I needed Phil to come and save me from this, like he always does. I didn't want to be here, having a conversation about this with John.

"I'm just asking--begging you for one last chance." He said," I want us to try again. To try as be a family with all the kids. I want us to try and be together again, Alanna."

"You can't tell me that you don't miss all those good times that we had." He said. I closed my eyes as soon as I saw his eyes fill with tears. I didn't want to see John cry," If you want to take things slow, we'll take things slow, but please, I'm begging you for one last chance."

I don't know if I want to give John another chance. I thought that I had left everything that had to do with John back in Hawaii.

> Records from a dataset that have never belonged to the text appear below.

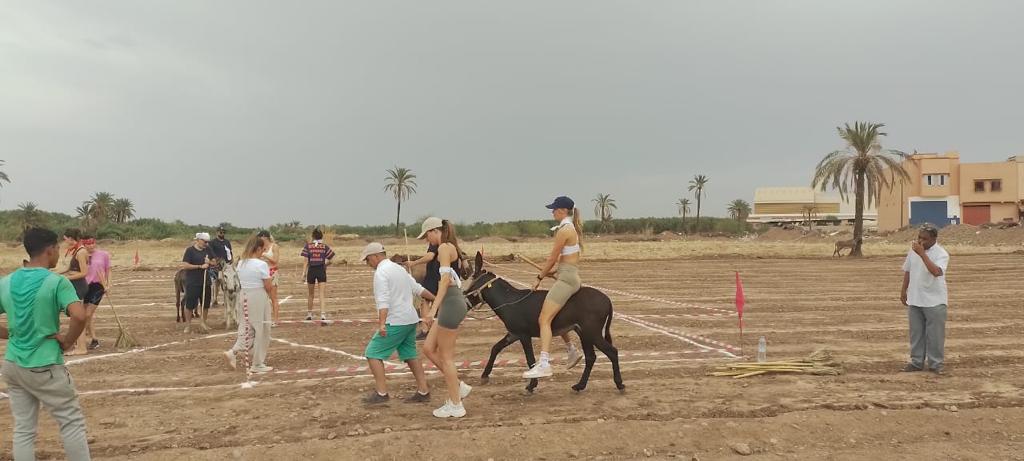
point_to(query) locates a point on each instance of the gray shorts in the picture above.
(565, 286)
(453, 309)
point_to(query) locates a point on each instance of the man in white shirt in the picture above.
(926, 297)
(397, 320)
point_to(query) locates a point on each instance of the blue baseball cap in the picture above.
(562, 203)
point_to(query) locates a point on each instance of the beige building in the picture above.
(943, 191)
(793, 205)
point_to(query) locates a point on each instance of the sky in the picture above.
(262, 112)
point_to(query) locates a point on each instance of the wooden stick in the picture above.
(409, 256)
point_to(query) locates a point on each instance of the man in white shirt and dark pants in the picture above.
(926, 299)
(397, 320)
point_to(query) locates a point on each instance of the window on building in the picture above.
(936, 179)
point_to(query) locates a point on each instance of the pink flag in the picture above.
(740, 301)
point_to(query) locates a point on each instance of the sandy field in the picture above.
(175, 399)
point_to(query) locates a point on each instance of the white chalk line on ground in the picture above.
(326, 349)
(724, 312)
(141, 349)
(251, 384)
(685, 337)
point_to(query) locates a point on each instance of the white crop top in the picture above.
(456, 279)
(568, 249)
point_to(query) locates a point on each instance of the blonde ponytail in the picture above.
(578, 223)
(449, 236)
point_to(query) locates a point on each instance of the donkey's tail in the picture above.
(607, 327)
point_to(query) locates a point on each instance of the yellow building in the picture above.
(794, 204)
(943, 191)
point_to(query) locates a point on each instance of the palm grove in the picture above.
(862, 169)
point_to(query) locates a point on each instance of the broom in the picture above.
(820, 363)
(125, 339)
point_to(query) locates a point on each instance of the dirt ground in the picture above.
(177, 400)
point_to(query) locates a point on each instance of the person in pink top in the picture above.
(98, 278)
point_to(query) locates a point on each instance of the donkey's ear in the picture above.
(478, 262)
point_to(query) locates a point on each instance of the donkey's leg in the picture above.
(495, 350)
(589, 359)
(612, 353)
(527, 348)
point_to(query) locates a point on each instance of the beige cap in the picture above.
(429, 224)
(373, 248)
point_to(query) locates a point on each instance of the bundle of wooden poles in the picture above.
(820, 363)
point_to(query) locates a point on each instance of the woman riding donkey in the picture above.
(568, 245)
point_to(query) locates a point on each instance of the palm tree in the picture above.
(101, 206)
(603, 205)
(684, 209)
(739, 209)
(29, 215)
(122, 210)
(401, 183)
(697, 185)
(864, 166)
(86, 214)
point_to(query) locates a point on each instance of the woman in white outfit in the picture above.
(253, 308)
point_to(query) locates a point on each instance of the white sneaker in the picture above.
(572, 359)
(260, 369)
(539, 371)
(450, 410)
(231, 360)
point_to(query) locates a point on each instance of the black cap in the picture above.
(562, 203)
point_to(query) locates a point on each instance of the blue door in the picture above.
(933, 212)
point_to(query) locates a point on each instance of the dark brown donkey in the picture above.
(588, 312)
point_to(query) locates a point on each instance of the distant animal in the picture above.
(588, 312)
(179, 288)
(846, 245)
(227, 280)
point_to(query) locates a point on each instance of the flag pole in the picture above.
(740, 302)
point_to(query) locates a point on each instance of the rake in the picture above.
(125, 339)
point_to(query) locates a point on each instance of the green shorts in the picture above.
(399, 337)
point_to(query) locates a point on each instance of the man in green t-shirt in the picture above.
(33, 299)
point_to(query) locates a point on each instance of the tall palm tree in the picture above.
(739, 210)
(864, 166)
(3, 175)
(603, 205)
(684, 209)
(122, 210)
(101, 206)
(401, 183)
(29, 215)
(697, 185)
(85, 214)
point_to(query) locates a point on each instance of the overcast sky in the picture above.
(260, 112)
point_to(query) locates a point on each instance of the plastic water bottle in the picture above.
(762, 349)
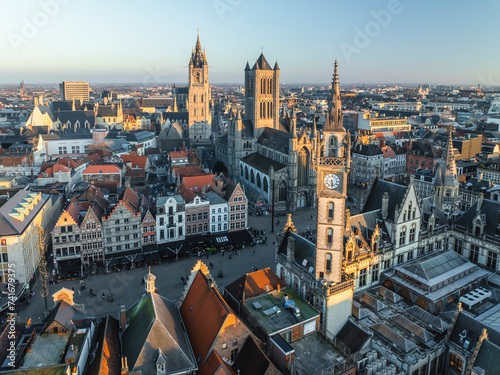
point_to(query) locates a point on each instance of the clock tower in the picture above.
(331, 162)
(199, 91)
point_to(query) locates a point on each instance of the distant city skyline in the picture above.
(391, 41)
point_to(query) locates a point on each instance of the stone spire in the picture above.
(150, 282)
(334, 118)
(313, 129)
(289, 225)
(293, 124)
(449, 167)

All those feelings for him were left back there, but I can't deny that I didn't feel anything when he kissed me.

It was a short kiss, but it felt like a lot more. Now that I think about it, I regret pushing him away.

I let out a small breathe, that I didn't even realize that I was holding in," If I give you another chance, we have to go extremely slow, John. I don't want to rush into this relationship again, not after how it ended last time."

"I can't hurt that many people again, John, I hope you know that." I told him. He nodded, quickly.

"Thanks for giving me a second chance, A, you won't regret it."

...Present Day...

"Why are we doing this again?" I asked Lauren as she dragged me into the ring. The arena was almost vacant and the crew was just a couple of minutes away from taking everything down, but Lauren had dragged me out here. There was a few members of the audience that were taking their time to get out of the arena.